Tom Cruise in All Right Moves.
"Cruise è un tipo esigente, preciso, pignolo, scrupoloso. Voleva che facessi bene il mio lavoro. Sapeva quello che voleva. Era concentrato e determinato".
Riesce a essere idealista, Joseph?
"Non è semplice esserlo però sono una persona curiosa. Adoro mangiare e così cucino biscotti. Amo incontrare persone nuove. Questo mi permette di andare avanti, di restare giovane. Mangio il giusto e faccio tanto jogging."
C'è stato un prima e un dopo nel cinema americano, e questo si chiama 11 settembre 2001. Dove si trovava quella mattina?
"Stavo guidando con la mia auto e ero appena arrivato all'aereoporto di Los Angeles per prendere il volo per Sacramento. Andavo a trovare mia madre. Ci comunicarono che tutti i voli erano stati sospesi. Fu un lungo viaggio in auto e uno shock".
Dopo il cinema la sua vita è cambiata e ha deciso di venire a vivere in Italia.
"Mesi fa abbiamo accettato di raccontare a una troupe televisiva di House Hunters International cosa voglia dire trasferirsi in un luogo diverso dal proprio Paese. La pressione di quei giorni è stata tanta. Mi sono ripreso solo adesso."
Come: lei abituato ai ciak e alla recitazione ha subìto uno stress?
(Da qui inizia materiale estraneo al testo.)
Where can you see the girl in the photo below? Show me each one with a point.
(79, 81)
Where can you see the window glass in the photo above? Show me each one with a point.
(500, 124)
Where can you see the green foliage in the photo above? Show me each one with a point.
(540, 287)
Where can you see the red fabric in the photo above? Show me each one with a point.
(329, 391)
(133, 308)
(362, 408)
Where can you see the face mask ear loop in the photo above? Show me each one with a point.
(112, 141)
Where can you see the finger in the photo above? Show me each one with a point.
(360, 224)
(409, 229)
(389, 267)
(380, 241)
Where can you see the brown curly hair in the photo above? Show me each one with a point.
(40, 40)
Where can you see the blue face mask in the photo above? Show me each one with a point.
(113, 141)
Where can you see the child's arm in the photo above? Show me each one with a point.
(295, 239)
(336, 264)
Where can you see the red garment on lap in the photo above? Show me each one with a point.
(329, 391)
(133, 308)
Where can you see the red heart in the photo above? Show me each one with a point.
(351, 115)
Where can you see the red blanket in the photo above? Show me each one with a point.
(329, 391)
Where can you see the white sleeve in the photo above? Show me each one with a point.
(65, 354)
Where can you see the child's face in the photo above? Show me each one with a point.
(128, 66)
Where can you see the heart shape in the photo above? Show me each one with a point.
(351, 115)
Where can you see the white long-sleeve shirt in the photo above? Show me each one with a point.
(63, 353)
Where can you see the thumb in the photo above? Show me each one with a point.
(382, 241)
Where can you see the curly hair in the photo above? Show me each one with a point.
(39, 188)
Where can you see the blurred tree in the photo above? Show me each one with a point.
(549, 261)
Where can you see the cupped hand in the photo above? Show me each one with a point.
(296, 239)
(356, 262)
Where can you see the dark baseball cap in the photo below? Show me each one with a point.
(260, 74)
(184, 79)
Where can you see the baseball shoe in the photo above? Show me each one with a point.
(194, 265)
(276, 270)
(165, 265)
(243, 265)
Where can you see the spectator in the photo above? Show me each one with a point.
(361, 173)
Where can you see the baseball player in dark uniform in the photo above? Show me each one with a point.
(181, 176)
"La TV non vuole dire sempre rilassatezza. Ho trovato l'intero processo stancante. Cominciavamo a filmare alle 7 di mattina e terminavamo alle 19. La trasmissione ricostruiva i passaggi che hanno preceduto l'acquisto della casa, quindi le varie case che avevamo deciso di vedere. Non avevamo una sceneggiatura su cui basarci. Non solo: ho dovuto togliere foto, quadri e stampe per evitare possibili contenziosi anche abbastanza cospicui in denaro da parte di enti e/o persone che potessero richiedere risarcimenti".
Un esempio?
"Una stampa di un altro personaggio pubblico. Non ho potuto nemmeno tenere una foto mia e di mia sorella perché mia sorella non era in città per firmare la liberatoria".
Il filmato è stato presentato agli abitanti di Umbertide a Civitella Ranieri, curato dalla Civitella Ranieri Foundation con sede a New York, struttura che ospita scrittori di primo livello. Tra gli altri, Matthew Thomas autore di Non siamo piu noi stessi edito da Neri Pozza, Sebastian Faulks, Dermot Bolger, Azar Nafisi; l'anno passato la figlia di Mark Strand, Jessica Strand e poi Ann Goldstein traduttrice americana di Elena Ferrante e dell'Amica Geniale nonché ex editor del New Yorker.
Questa realtà letteraria è supportata dallo stesso Roveto il quale dopo aver lasciato senza troppi complimenti Hollywood è diventato consulente di immagine.